Machine Learning Next Big Thing
One thing that I’ve been wrestling with recently is where is applied machine learning going? Part of this is pure curiosity but there are also parts around whether there are opportunities to take advantage of and also a somewhat defensive angle – as in, is my job at risk?
When I started in consulting, you could make a nice living just going to a client, pulling some data, running some analysis and giving them a deck or a piece of code. Those days are pretty much over. Now, most firms will have at least one person that can manage data and do solid analysis in Excel and be on their way in R, Python or Tableau. The stuff we do now is more relating to managing very large data systems (usually Hadoop or some other distributed computing environment), managing portfolios of models and all of the people issues that come along with these. There are occasional point solutions but they need to be built quickly and in a standard way.
Unfortunately, one area I’m behind on is looking at new products in the various parts of a knowledge management system. For instance one issue that we wrestle with on a regular basis is code standardization. This is nothing technically complex – just how do you get multiple, geographically dispersed people writing similar code onto the same page?
There are a couple ideas that I’m working thru such as creating R packages to build functions that are reusable or seeing if a GUI-based tool like Alteryx can help, but I need a working platform in terms of data, models and associated viz / monitoring tools to have a baseline. With that in mind I spent the weekend putting one together.

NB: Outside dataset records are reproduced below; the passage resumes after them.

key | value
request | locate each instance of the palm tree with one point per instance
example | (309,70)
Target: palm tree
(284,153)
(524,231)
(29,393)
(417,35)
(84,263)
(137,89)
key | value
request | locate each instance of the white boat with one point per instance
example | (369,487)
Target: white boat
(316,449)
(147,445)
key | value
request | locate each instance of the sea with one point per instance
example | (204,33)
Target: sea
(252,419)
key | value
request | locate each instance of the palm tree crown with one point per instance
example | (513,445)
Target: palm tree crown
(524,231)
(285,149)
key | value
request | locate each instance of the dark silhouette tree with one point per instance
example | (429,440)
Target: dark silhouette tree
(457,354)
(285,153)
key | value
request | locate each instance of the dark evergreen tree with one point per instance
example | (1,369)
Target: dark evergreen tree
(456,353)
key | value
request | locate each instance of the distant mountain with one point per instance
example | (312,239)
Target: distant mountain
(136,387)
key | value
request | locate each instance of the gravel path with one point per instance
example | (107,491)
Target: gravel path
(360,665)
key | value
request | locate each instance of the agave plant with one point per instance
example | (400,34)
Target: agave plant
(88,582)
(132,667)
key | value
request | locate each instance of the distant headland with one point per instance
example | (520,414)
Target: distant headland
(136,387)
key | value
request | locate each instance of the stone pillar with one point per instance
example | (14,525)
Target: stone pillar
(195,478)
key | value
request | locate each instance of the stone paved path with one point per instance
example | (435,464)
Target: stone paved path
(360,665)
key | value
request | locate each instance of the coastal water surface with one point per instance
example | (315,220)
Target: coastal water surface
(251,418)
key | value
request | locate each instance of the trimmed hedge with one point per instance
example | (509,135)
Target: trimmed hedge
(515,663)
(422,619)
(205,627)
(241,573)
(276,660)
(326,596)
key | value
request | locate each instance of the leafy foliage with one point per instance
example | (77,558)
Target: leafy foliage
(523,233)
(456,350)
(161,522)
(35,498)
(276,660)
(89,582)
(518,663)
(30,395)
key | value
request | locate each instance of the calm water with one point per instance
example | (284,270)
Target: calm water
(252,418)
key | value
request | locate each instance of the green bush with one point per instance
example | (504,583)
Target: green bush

I started out by getting a new laptop – a fairly cheap, 11.6 inch, HP one with 4GB of RAM, a Pentium processor and a 500 GB hard drive (link). This might seem small but I’m not looking to go crazy here just enough to build a reasonable working environment and something light enough to travel with. Also, considering my last non-work laptop was a Lenovo 100S with 2 GB of RAM and 32 GB of storage, this is a huge step up.
Next, I installed and transferred a bunch of software including Office, R, Git, SQL Server Express and Sublime Text. This all took several hours but was not as bad as I anticipated. The next step is to find a data set that changes with a pretty high degree of regularity. The first one that came to mind was securities prices. In the past I’ve used EODData.com as it’s fairly cheap and I already have some existing ingestion scripts. I went and found some old data (you can find a sample here: http://www.eoddata.com/NASDAQ_20101105.zip) and used it to build some tables in SQL server. The scripts I used will be in a GitHub folder that I’ll share later.
One point of note here is that in my experience, it’s very important to build out the entire system (even if it’s pretty poor quality) just to figure out if everything connects and to discover the potential pain points. I’d use the analogy of building a car where you can put a rough prototype together to see how all the necessary systems fit together versus building a perfect steering wheel and realizing it doesn’t fit with the steering column. Andy Ng has a lecture somewhere about a colleague who was building a facial recognition system and spent months on the eye-recognition portion only to discover it was fairly worthless in the overall scheme of things.
I’ll end here and do another post once I’ve made some progress.